Designing Facebook's Newsfeed contains a detailed description of News Feed production.
News Feed Creation with Sharded Data
- One of the most significant requirements for creating a user's News Feed is to get the most recent photos from everyone the user follows.
- We'll need a way to sort images according to when they were taken.
- We can do this more efficiently by including photo production time in the PhotoID.
-
We will be able to find the most recent PhotoIDs quickly since we will have a primary index on PhotoID.
-
For this, we can utilize epoch time.
- Let's pretend our PhotoID has two parts: the first represents the epoch time, and the second is an auto-incrementing sequence.
- To create a new PhotoID, we can use the current epoch time and an auto-incrementing ID from our key-generating database. From this PhotoID (PhotoID percent 10) we can calculate the shard number and place the photo there.

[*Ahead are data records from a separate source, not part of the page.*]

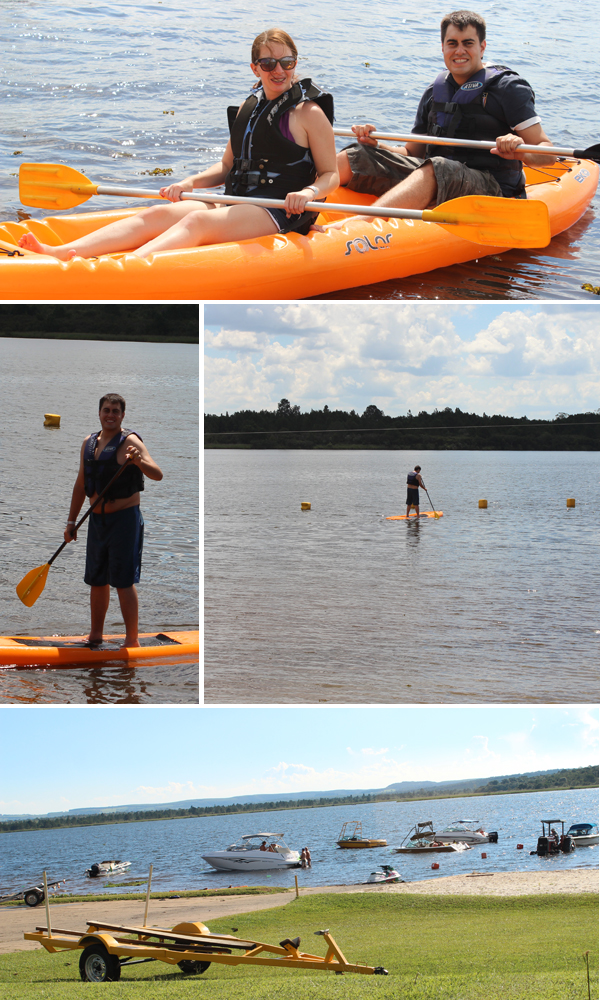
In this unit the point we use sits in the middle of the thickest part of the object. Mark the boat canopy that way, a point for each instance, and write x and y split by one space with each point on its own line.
249 836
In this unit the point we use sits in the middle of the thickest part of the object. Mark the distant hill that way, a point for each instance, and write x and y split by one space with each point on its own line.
404 790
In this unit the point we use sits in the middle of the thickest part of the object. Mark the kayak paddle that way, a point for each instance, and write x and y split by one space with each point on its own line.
591 153
481 219
435 513
33 583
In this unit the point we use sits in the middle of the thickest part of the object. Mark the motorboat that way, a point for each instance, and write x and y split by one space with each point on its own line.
352 836
385 874
583 834
551 842
103 868
466 831
417 842
255 853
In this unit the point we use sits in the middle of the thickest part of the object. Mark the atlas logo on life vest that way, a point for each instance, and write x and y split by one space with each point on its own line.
363 244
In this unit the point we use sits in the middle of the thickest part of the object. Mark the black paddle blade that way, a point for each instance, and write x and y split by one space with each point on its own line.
591 153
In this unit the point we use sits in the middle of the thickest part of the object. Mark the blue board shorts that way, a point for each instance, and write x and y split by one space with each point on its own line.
114 548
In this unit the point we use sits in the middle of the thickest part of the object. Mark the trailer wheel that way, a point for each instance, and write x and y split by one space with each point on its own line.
190 968
97 966
32 897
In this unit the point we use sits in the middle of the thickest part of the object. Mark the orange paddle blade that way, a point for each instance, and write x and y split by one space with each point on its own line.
32 584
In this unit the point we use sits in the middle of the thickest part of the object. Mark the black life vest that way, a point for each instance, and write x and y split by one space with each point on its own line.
99 470
462 114
266 164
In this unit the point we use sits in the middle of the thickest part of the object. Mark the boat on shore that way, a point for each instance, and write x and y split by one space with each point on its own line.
384 874
254 853
102 868
273 267
584 834
418 841
351 836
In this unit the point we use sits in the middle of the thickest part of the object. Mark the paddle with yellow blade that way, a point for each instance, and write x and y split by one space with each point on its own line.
32 584
480 219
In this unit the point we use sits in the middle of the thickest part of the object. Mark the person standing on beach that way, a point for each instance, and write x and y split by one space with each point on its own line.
413 481
116 529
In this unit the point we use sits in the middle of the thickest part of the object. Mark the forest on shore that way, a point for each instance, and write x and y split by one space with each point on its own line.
577 777
152 323
447 429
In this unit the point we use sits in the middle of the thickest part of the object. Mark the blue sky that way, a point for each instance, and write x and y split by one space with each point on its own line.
70 757
518 359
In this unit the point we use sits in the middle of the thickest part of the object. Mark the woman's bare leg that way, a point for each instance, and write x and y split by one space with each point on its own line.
234 222
125 234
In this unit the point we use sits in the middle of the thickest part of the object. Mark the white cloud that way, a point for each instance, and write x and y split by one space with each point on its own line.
512 360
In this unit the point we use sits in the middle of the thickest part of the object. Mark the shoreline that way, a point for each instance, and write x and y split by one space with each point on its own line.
167 913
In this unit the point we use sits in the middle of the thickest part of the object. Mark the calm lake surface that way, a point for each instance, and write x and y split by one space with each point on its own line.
338 604
121 89
175 847
38 467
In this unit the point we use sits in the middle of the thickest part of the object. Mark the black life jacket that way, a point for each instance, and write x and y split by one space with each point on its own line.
462 114
98 471
266 164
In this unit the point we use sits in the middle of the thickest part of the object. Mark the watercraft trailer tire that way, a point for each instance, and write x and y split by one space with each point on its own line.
190 968
33 897
97 966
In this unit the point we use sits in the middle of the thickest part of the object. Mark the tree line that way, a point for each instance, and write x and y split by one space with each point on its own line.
447 429
177 323
574 777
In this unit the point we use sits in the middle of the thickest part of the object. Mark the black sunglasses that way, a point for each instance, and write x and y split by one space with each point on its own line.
269 63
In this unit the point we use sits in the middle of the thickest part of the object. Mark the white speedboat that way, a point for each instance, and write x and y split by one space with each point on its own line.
103 868
422 840
466 831
256 852
584 834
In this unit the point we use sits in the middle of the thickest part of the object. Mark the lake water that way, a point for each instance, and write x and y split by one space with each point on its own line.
337 604
39 465
121 89
175 847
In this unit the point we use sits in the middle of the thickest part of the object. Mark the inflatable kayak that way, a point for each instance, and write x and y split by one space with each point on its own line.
273 267
413 517
74 650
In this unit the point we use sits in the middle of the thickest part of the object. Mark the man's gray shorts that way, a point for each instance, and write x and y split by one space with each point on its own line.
375 170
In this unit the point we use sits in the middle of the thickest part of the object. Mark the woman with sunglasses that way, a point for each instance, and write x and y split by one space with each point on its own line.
281 146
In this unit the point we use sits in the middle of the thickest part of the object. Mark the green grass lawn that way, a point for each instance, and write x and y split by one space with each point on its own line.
446 947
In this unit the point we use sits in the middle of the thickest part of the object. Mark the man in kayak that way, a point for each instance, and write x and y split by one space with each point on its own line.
116 528
472 100
413 481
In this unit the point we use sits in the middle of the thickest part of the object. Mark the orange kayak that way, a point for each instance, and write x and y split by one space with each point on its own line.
274 267
73 651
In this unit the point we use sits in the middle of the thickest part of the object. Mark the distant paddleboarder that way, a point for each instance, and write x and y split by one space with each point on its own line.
413 481
116 528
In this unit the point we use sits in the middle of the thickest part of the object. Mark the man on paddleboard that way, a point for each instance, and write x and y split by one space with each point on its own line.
413 481
472 100
116 528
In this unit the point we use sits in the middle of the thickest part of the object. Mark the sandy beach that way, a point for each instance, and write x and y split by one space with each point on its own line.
14 921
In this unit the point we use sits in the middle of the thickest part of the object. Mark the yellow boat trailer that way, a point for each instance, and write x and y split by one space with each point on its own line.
107 948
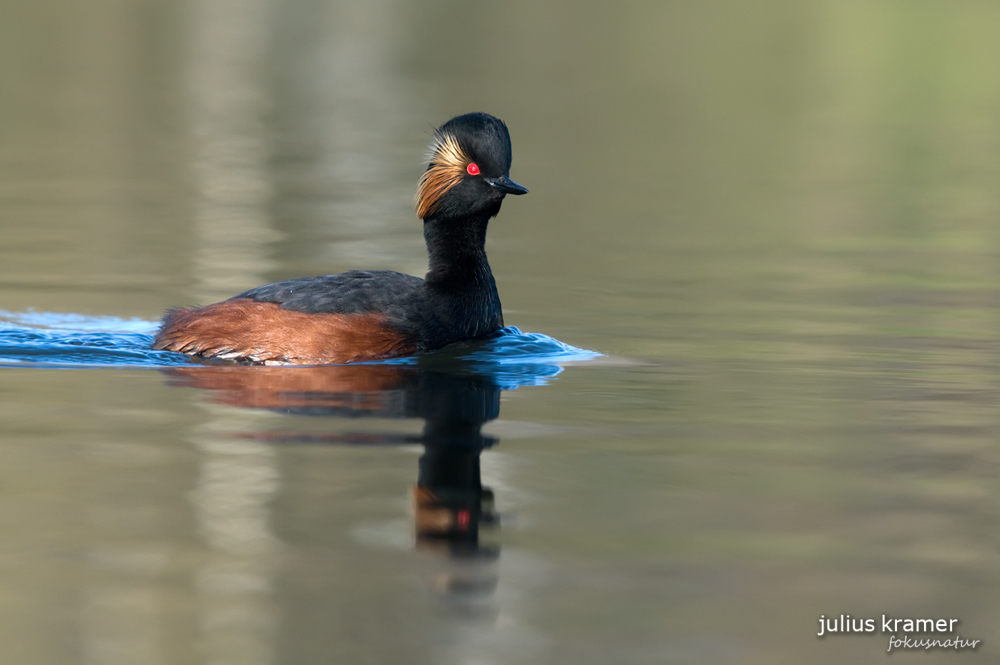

What is the maximum size of our PhotoID? If our epoch begins today, how many bits would be required to store the number of seconds over the following 50 years?
86400 sec/day * 365 (days a year) * 50 (years) => 1.6 billion seconds
This number would require 31 bits to store. We can devote 9 bits to store the auto incremented sequence because we predict 23 new images each second on average. So we can store (29 => 512) fresh photographs every second. Every second, we can reset our auto incrementing sequence.
In Designing Twitter, we'll go over this concept in further depth under the heading 'Data Sharding.'
Cache and Load balancing
- To serve the worldwide spread consumers, our service would require a large-scale photo delivery infrastructure.
-
Our service should leverage a large number of geographically distributed photo cache servers and CDNs to bring its material closer to the user (for details see Caching).
-
To cache hot database rows, we can add a cache to metadata servers. We can use Memcache to cache the data, and application servers can quickly check if the cache contains the needed rows before reaching the database.
- For our system, the Least Recently Used (LRU) policy may be an appropriate cache eviction policy. The least recently viewed row is discarded first under this policy.
How can we build more intelligent cache? If we go with 80-20 rule, i.e., 20% of daily read volume for photos is generating 80% of traffic which means that certain photos are so popular that the majority of people read them. This dictates that we can try caching 20% of daily read volume of photos and metadata.